E’ un periodo particolarmente attivo per Umberto Maria Giardini. Dopo aver riesumato nel 2020, per lo spazio di un disco e di un tour celebrativo, lo storico moniker Moltheni, nel 2024 ha dato vita a ben due progetti paralleli completamente diversi fra loro. Il primo ha preso le sembianze di un Ep diffuso a proprio nome, “Dio come alibi”, tre tracce a tinte alt-folk con decisivi ricami jazz e psych, registrato con il supporto di Paolo Fresu e Daniele di Bonaventura, il secondo dai tratti inequivocabilmente hard-psych-rock, “Selva Oscura”.
Soltanto chi non conosce a fondo la storia e il percorso artistico di Umberto può sorprendersi al cospetto di un nuovo lavoro tanto ruvido. Parliamo di un cantautore, e di un musicista, dotato di un eclettismo che va ben oltre quanto le sue ballate più malinconiche e introspettive possano far immaginare. Basti riprendere alcuni passaggi dall’ottimo “Forma Mentis”, risalente al 2019, oppure molti frangenti contenuti nei primi dischi distribuiti a nome Moltheni, a cavallo fra i due millenni, canzoni sviluppate con in testa le scariche adrenaliniche degli Afterhours della seconda metà degli anni Novanta.
Il nuovo progetto Selva Oscura identifica una vera e propria rock band di quattro elementi, formata da Giardini con Enrico Blanzieri (chitarre) e i fratelli Michele e Filippo Dallamagnana, rispettivamente basso e batteria. Il quartetto genera un suono iper-saturo, ronzante, diretto, sul quale si innesta la voce potente di Giardini, che si conferma a proprio agio in qualsiasi contesto.
Apre i giochi “Mercurio”, presentando subito un mood che si posiziona a metà strada fra Soundgarden e Afterhours, con riff heavy a delineare una forma di stoner intinto nel grunge. Le cinque tracce di “Selva Oscura”, pur non possedendo una matrice canonicamente metal, si presentano ricche di spigoli ed elettricità, elementi confermati nelle successive “Oceano di nessuno” e “Ipernotte”, dove in mezzo al caos chitarristico emerge netta la melodia, sottolineata dai caratteristici passaggi vocali di Umberto.
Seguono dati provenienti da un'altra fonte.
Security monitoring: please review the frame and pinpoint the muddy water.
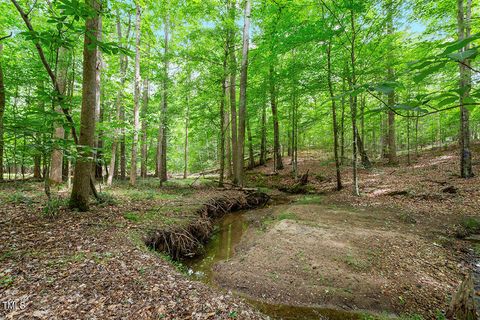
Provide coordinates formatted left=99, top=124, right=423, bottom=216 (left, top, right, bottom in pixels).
left=184, top=212, right=360, bottom=320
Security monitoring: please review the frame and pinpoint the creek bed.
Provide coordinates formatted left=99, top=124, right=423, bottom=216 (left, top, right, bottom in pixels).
left=184, top=208, right=360, bottom=320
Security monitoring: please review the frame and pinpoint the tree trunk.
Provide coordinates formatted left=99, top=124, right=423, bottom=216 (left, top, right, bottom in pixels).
left=340, top=76, right=347, bottom=165
left=130, top=4, right=142, bottom=186
left=140, top=77, right=149, bottom=179
left=70, top=0, right=100, bottom=211
left=327, top=40, right=343, bottom=191
left=357, top=128, right=372, bottom=169
left=225, top=107, right=233, bottom=179
left=33, top=154, right=42, bottom=179
left=386, top=0, right=398, bottom=165
left=350, top=9, right=360, bottom=196
left=247, top=118, right=255, bottom=170
left=260, top=92, right=267, bottom=166
left=0, top=43, right=5, bottom=181
left=107, top=11, right=128, bottom=186
left=457, top=0, right=473, bottom=178
left=228, top=0, right=238, bottom=184
left=236, top=0, right=251, bottom=186
left=93, top=17, right=103, bottom=179
left=218, top=46, right=230, bottom=187
left=269, top=64, right=283, bottom=171
left=157, top=14, right=170, bottom=185
left=49, top=47, right=68, bottom=184
left=183, top=85, right=189, bottom=179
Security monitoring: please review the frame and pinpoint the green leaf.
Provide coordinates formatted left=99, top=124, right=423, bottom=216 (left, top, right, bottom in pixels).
left=413, top=61, right=447, bottom=83
left=447, top=48, right=477, bottom=61
left=442, top=33, right=480, bottom=55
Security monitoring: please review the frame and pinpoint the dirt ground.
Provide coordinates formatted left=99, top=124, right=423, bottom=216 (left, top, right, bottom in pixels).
left=215, top=196, right=463, bottom=318
left=0, top=179, right=265, bottom=319
left=211, top=145, right=480, bottom=319
left=0, top=145, right=480, bottom=319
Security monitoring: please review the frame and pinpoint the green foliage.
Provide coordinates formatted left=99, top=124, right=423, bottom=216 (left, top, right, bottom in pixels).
left=461, top=217, right=480, bottom=234
left=7, top=191, right=33, bottom=205
left=277, top=212, right=297, bottom=221
left=42, top=197, right=67, bottom=218
left=97, top=192, right=117, bottom=206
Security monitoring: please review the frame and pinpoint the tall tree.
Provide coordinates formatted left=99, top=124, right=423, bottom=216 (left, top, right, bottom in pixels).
left=236, top=0, right=251, bottom=186
left=269, top=62, right=283, bottom=171
left=50, top=46, right=68, bottom=183
left=457, top=0, right=473, bottom=178
left=0, top=42, right=5, bottom=181
left=157, top=12, right=170, bottom=184
left=70, top=0, right=101, bottom=211
left=385, top=0, right=397, bottom=164
left=350, top=7, right=360, bottom=196
left=228, top=0, right=239, bottom=184
left=130, top=2, right=142, bottom=186
left=107, top=10, right=130, bottom=185
left=327, top=39, right=343, bottom=191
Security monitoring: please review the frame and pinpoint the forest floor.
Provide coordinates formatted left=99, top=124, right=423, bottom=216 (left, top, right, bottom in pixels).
left=0, top=179, right=265, bottom=319
left=0, top=146, right=480, bottom=319
left=226, top=145, right=480, bottom=318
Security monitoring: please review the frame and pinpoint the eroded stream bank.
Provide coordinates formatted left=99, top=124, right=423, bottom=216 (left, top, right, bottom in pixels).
left=183, top=196, right=461, bottom=319
left=184, top=210, right=360, bottom=320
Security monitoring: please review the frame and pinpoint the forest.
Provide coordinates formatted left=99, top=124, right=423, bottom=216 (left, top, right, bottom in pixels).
left=0, top=0, right=480, bottom=320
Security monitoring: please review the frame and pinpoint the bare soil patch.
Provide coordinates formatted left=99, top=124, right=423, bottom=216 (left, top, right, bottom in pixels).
left=215, top=199, right=462, bottom=318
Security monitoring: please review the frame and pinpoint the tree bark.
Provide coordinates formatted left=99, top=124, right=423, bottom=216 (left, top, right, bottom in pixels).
left=218, top=44, right=230, bottom=187
left=260, top=93, right=267, bottom=166
left=340, top=75, right=347, bottom=165
left=327, top=40, right=343, bottom=191
left=140, top=77, right=149, bottom=179
left=386, top=0, right=398, bottom=165
left=0, top=43, right=5, bottom=181
left=130, top=3, right=142, bottom=186
left=228, top=0, right=238, bottom=184
left=183, top=81, right=189, bottom=179
left=49, top=46, right=68, bottom=184
left=269, top=64, right=283, bottom=171
left=350, top=9, right=360, bottom=196
left=457, top=0, right=474, bottom=178
left=70, top=0, right=100, bottom=211
left=247, top=117, right=255, bottom=170
left=157, top=13, right=170, bottom=185
left=236, top=0, right=251, bottom=186
left=93, top=16, right=103, bottom=179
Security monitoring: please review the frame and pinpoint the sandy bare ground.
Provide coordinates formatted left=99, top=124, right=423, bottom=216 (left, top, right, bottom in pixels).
left=215, top=200, right=462, bottom=317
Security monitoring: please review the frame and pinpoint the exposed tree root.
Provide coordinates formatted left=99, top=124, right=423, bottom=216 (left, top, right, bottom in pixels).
left=145, top=191, right=270, bottom=260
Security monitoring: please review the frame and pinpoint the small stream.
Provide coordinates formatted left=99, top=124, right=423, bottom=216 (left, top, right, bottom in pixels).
left=184, top=211, right=360, bottom=320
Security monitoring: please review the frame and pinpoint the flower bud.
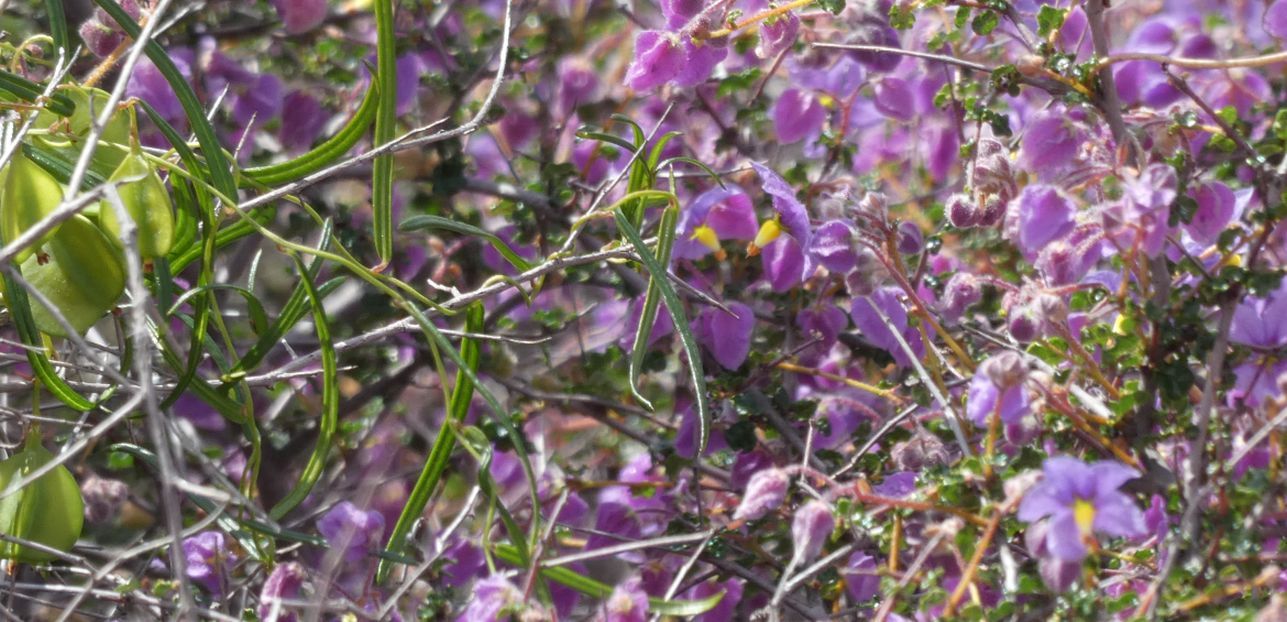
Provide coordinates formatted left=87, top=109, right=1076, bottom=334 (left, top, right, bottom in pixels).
left=98, top=144, right=174, bottom=259
left=942, top=272, right=983, bottom=319
left=945, top=192, right=982, bottom=229
left=844, top=266, right=876, bottom=296
left=979, top=350, right=1028, bottom=389
left=1033, top=294, right=1068, bottom=332
left=732, top=467, right=790, bottom=520
left=792, top=500, right=835, bottom=561
left=889, top=429, right=951, bottom=471
left=746, top=218, right=782, bottom=256
left=80, top=19, right=125, bottom=58
left=81, top=475, right=130, bottom=523
left=259, top=561, right=306, bottom=622
left=978, top=194, right=1010, bottom=227
left=898, top=220, right=925, bottom=255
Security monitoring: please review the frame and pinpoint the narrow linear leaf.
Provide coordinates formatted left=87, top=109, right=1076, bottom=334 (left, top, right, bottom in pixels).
left=494, top=543, right=725, bottom=617
left=376, top=303, right=485, bottom=583
left=4, top=273, right=94, bottom=412
left=45, top=0, right=72, bottom=62
left=613, top=207, right=710, bottom=456
left=0, top=71, right=76, bottom=117
left=629, top=202, right=678, bottom=411
left=399, top=215, right=532, bottom=272
left=268, top=254, right=340, bottom=520
left=371, top=0, right=398, bottom=269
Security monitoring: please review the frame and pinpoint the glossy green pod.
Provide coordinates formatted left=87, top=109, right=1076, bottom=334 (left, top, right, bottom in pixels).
left=22, top=215, right=125, bottom=337
left=0, top=431, right=85, bottom=564
left=98, top=147, right=174, bottom=259
left=0, top=149, right=63, bottom=261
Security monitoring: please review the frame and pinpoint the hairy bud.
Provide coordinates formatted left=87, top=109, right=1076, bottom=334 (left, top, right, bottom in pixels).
left=732, top=467, right=790, bottom=520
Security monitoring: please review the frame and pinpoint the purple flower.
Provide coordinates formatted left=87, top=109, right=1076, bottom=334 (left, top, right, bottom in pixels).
left=750, top=162, right=811, bottom=247
left=273, top=0, right=327, bottom=35
left=1018, top=456, right=1145, bottom=561
left=1264, top=0, right=1287, bottom=41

La parte finale si spinge verso territori a maggior coefficente lisergico, fra l’evocativa “Tu che domini”, il momento più alto del disco, con tanto di assolo di chitarra molto anni Settanta, e l’ipnotico misticismo di “Thai” a lasciar immaginare ipotetici scenari a venire. Rispolverando vecchie magliette di Kvelertak e Soundgarden.